O caso de Carlos Henrique não chegou a figurar nas páginas de jornais. Durante nossa conversa, as duas comentaram, sem dar detalhes, dezenas de casos semelhantes de abusos acontecendo dentro das casas e das famílias. O Conselho Tutelar se esforçam para que os abusos não sejam conhecidos pela mídia, para que as famílias não sofram novamente com o crime, com a lembrança das agressões. Segundo Rejane, “99% dos casos ficam aqui e não vai para o conhecimento da mídia. Nossa, se a gente fosse divulgar, são vários por semana” 

 Machismo pode gerar abusos 

Um psicólogo, que não quis se identificar, acredita que apesar de casos de abusos contra crianças partindo da figura paterna avô, não serem raros, o perfil de Antônio é atípico, por ele apresentar comportamento agressivo. “No caso do abuso que é coagido, que geralmente é quando as crianças são mais velhas, eles usam de violência velada, ameaças.
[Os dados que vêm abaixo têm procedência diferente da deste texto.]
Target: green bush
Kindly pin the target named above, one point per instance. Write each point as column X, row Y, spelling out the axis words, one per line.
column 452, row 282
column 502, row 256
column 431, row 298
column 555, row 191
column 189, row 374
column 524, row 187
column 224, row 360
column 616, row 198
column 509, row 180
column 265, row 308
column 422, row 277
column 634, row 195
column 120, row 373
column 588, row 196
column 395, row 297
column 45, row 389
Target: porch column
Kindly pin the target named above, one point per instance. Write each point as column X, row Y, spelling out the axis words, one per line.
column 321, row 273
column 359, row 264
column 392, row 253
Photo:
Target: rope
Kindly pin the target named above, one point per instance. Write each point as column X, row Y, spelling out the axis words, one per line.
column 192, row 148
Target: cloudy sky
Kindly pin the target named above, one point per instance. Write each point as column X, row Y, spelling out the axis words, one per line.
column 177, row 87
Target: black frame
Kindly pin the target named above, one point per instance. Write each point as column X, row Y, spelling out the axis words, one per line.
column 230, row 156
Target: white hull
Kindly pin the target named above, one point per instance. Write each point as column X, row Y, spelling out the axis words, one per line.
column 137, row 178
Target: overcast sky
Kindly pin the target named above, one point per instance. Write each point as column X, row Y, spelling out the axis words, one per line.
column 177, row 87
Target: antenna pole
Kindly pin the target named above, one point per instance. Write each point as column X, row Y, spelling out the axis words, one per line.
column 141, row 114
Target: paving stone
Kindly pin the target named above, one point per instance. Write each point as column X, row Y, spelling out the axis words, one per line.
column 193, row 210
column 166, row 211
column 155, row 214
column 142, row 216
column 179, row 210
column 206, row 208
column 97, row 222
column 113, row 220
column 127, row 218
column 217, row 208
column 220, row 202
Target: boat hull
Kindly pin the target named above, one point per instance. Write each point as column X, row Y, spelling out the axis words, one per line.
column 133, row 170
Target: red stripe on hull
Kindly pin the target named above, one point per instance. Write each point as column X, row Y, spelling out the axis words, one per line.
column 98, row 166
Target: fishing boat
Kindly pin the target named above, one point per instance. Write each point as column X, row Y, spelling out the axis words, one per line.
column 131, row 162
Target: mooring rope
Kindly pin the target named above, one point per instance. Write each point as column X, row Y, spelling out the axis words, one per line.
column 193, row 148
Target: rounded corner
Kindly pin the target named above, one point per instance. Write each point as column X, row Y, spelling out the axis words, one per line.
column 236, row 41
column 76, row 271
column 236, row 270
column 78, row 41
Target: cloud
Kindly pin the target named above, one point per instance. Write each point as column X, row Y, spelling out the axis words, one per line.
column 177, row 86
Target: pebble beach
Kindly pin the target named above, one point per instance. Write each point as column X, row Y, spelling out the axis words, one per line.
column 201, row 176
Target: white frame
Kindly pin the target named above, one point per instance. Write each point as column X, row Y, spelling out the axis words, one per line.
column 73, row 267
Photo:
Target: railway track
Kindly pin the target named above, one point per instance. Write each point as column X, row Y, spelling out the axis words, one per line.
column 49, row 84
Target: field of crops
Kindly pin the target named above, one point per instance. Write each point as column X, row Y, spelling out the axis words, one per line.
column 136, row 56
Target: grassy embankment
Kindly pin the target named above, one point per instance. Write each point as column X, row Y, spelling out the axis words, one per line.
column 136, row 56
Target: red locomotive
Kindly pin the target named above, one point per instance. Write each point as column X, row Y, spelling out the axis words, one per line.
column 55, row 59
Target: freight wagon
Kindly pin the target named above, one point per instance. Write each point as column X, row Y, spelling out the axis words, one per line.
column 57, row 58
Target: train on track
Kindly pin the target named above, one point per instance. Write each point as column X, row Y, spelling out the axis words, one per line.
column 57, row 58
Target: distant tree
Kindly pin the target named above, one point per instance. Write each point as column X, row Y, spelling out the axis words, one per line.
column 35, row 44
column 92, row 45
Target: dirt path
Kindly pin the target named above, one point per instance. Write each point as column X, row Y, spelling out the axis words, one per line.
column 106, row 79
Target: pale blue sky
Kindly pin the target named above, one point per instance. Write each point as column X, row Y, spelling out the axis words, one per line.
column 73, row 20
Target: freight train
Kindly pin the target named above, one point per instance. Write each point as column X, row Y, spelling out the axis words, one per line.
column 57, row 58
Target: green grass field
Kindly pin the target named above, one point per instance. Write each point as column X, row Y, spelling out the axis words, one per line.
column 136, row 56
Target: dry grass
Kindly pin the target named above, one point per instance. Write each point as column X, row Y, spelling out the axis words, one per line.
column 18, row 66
Até por que ele tem que manter escondido”. 

Ele comenta que em muitos casos, são equipes do CRAS (Centro de Referência da Assistência Social) e PSF (Programa Saúde da Família) que percebem que existe alguma situação problemática, por estarem mais perto das famílias. “Às vezes a família está sobre uma ameaça tão forte que não tem coragem de denunciar.”. Para ele, os abusos nascem, em primeiro lugar, do machismo. “Vem dessa moral influenciada pelo machismo, de achar que é dono da mulher, e, por consequência, dono dos filhos. E é uma moral duvidosa”, comenta o psicólogo. 
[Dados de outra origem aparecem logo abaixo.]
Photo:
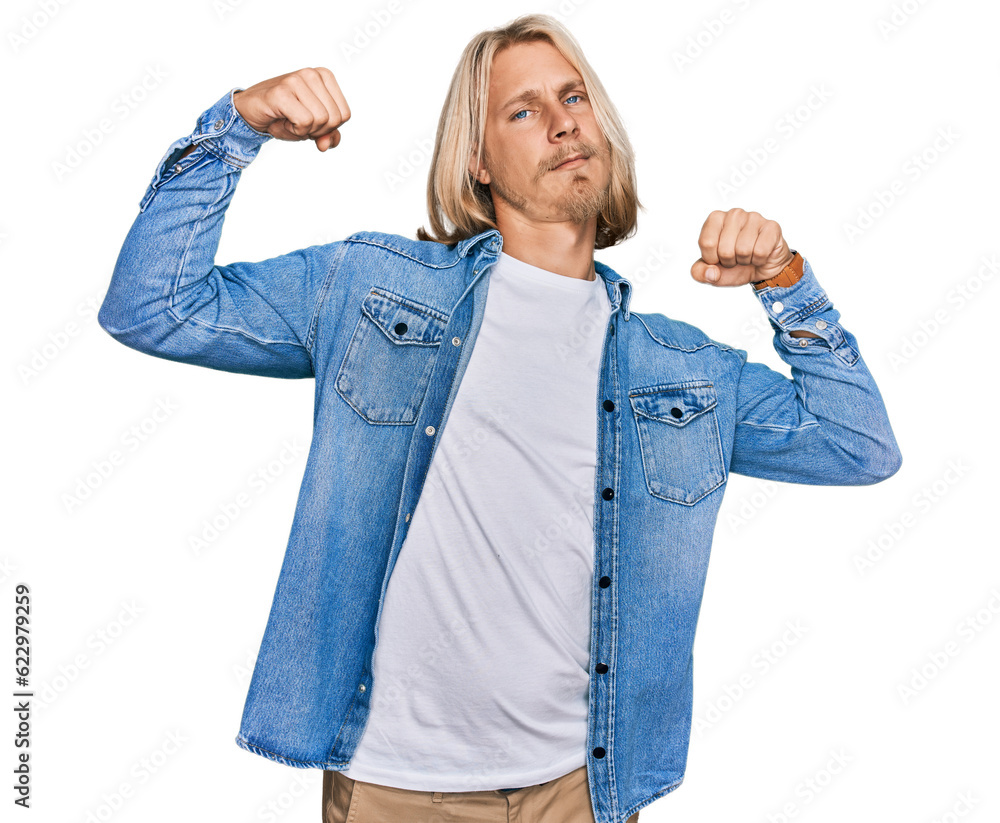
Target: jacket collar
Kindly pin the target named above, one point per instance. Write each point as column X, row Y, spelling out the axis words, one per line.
column 619, row 289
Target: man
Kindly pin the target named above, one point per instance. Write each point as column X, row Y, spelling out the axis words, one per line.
column 489, row 596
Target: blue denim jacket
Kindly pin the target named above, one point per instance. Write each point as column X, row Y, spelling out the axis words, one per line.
column 386, row 325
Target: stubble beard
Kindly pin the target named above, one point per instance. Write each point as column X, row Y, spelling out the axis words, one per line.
column 581, row 202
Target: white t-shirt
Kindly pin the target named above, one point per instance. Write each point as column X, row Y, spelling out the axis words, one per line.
column 481, row 672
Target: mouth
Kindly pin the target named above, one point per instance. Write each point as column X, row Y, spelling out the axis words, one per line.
column 572, row 162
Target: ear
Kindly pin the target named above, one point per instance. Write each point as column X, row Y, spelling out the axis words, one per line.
column 478, row 172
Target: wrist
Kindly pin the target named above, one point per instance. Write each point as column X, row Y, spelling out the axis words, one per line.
column 788, row 276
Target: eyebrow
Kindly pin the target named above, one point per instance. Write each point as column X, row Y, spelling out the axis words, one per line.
column 531, row 94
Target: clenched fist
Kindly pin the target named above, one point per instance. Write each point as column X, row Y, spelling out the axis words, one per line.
column 302, row 105
column 739, row 247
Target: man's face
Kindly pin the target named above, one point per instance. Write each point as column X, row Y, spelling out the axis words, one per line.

A maioria dos abusadores são pessoas da família ou que têm acesso à casa. “Para a sociedade eles se apresentam acima de qualquer suspeita”, diz ele. 

Casos deixam sequelas 

 As agressões deixam marcas profundas nas vítimas. O trabalho do psicólogo procura reduzir os efeitos criados pelo trauma do abuso. O psicólogo ouvido pelo Jornal O Dia comentou que as consequências das agressões vão se solidificando com o tempo se a vítima não tiver um acompanhamento profissional. “Na maioria das vezes esses casos deixam sequelas, principalmente a curto e médio prazo. Altera o apetite, o sono, a criança se afasta do convívio social, pode ficar agressiva”. 

O psicólogo explica que, um dos sintomas que apontam para a ocorrência de um abuso sexual em crianças é o comportamento hipersexualizado. Segundo ele, o desenvolvimento sexual começa na infância, mas tem suas etapas, e tudo tem seu momento. “Quando a gente observa que uma criança apresenta muito comportamento masturbatório, ou querendo tocar as outras, a gente pede aos pais ou cuidadores para que fiquem de olho, por que alguma situação assim pode ter acontecido”. Misturados às lembranças violentas, essa característica pode, com o tempo, incorporar a agressividade, e em alguns casos, gerar novos crimes.